Ich habe Kunden, die bereits mehrere Bücher aus ihrem Podcast entwickelt haben oder andere Formate aus ihrem wertvollen Podcast-Content gestalten. Der Kreativität sind dabei kaum Grenzen gesetzt.

Und sonst?

Durch die Interviews erweitere ich ständig mein Netzwerk oder vertiefe bestehende Kontakte. Natürlich kann ich Expertinnen und Experten leichter ansprechen, wenn ich ihnen gleichzeitig eine Bühne für ihr Projekt, ihren Podcast oder ihr Thema bieten kann.

Und genau das mache ich besonders gern: anderen eine Bühne geben. In der Vergangenheit waren das beispielsweise auch spannende Audioprojekte, die nicht unmittelbar mit dem Thema Podcast zu tun hatten, aber auf jeden Fall einen Blick über den Tellerrand wert waren.

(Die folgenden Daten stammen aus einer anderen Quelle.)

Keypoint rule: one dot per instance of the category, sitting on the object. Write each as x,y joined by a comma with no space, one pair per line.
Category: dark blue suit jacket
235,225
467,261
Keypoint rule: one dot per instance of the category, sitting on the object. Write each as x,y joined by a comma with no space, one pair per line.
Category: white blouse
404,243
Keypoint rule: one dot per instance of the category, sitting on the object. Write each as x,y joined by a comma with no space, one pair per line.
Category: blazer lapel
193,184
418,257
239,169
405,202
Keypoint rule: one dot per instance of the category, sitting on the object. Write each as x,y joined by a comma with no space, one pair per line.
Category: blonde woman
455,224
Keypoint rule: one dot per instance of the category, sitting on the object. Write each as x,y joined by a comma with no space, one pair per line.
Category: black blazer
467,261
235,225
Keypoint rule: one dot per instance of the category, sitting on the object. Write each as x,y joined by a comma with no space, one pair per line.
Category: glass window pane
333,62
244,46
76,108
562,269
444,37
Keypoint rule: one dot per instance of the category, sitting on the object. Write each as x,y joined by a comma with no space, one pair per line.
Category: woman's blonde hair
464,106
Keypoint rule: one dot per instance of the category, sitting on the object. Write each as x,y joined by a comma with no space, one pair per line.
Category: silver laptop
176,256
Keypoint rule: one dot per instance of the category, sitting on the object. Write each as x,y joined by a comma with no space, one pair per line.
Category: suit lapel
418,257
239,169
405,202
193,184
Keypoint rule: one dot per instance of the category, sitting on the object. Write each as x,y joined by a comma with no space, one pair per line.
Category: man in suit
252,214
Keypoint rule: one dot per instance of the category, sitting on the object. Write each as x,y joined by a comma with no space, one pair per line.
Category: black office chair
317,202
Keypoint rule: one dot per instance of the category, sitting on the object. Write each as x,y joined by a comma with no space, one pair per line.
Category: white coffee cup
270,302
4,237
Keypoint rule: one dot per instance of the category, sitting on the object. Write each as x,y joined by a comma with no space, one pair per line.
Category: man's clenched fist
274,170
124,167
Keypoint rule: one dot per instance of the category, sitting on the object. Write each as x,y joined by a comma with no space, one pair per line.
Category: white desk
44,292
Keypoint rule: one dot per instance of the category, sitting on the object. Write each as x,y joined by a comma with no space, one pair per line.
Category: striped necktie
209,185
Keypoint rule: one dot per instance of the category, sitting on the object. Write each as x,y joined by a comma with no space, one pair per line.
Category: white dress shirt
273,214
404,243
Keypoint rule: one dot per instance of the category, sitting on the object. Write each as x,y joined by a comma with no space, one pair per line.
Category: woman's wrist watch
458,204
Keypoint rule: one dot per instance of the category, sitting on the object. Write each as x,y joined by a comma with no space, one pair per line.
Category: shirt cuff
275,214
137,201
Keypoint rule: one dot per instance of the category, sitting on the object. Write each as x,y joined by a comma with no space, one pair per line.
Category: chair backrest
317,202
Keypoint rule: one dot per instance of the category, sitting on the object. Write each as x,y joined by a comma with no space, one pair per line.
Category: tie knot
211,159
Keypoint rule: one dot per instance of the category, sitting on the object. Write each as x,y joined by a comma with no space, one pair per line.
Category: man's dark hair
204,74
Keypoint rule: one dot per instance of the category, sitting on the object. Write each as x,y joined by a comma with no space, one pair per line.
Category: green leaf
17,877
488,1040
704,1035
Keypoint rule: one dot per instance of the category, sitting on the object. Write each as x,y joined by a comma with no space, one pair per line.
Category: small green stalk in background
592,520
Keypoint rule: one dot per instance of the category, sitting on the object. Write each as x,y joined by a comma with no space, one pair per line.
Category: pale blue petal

Was sich alles ergibt, wenn jemand den eigenen Podcast hört, bleibt oft im Verborgenen. Ich selbst werde durch andere Podcasts immer wieder inspiriert und motiviert, bekomme Tipps, die mich der Lösung eines Problems näherbringen, oder nehme einfach gute Gedanken und Stimmung mit.

Einmal erhielt ich durch meinen Podcast sogar einen Auftrag. Die Redakteurin eines Medienmagazins fragte ihre Alexa nach Input zum Thema Podcasting, und ihr wurde mein "Podcast übers Podcasten" abgespielt. Der Inhalt veranlasste sie, mir einen größeren Schreibauftrag zu geben. Dem ersten folgten weitere. Für mich war das ein eindrucksvoller Beleg dafür, wie weit ein Podcast wirken kann – oft ohne dass wir es überhaupt bemerken.

Was fehlen würde, wenn es meinen Podcast nicht gäbe

Vielleicht ist das die eigentliche Antwort auf die Frage dieser Blogparade: Ich liebe meinen Podcast nicht jeden Tag. Aber ich liebe, was durch ihn möglich wird.